Viajes de trabajo, decimos. Ni rastro del turista que hemos sido en vacaciones. La piel más tenue y azulada alrededor de los ojos, el invariable maletín posado sobre la pequeña maleta de cabina, el teléfono escupiendo mensajes. Se trata de un protocolo universal que se resume en un formato de cola. Para pasar los controles, para acceder a tu asiento, para registrarse en un hotel previa identificación y pago; en definitiva, para demostrar tu inocencia. La cola de la vida te aguarda a deshora. Alguien te echará su aliento fétido sin ser consciente de ello, o hablará a grito pelado, o te pisará y quizá pedirá perdón, o no sabrá mantener la distancia social y querrás ahuyentar su mirada saltona. Verás a personas como tú que anticipan lo que les espera al llegar a destino: la reunión, el almuerzo ruidoso, el hotel con un cubrecama color chocolate que por un instante te encogerá el ánimo.
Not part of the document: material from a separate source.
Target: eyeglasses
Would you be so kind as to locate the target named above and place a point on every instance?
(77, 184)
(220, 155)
Cruzas avenidas, palpando el pasaporte, con un paso más enérgico, ¿o no será sólo una zancada extranjera que adoptas cuando estás lejos de casa? Tienes ansias de descubrir algo nuevo, algo que te produzca sensación de provecho, que haga merecer la pena el pasar dos, cinco, siete días añorando tus costumbres. Cuando enlazo varios viajes seguidos, se me adelgaza la voz. Algún familiar, por teléfono, me dirá “qué cansancio sólo de escucharte, no me extraña que estés afónica”. Y por un momento siento la mácula ­heroica del viajero profesional, dispuesto a cumplir su misión a pesar de la ira que acumula su estómago, de las durezas de los pies peregrinos, de un descorazonamiento que te abomba en el pecho, buen conocedor de que el azar anda de puntillas.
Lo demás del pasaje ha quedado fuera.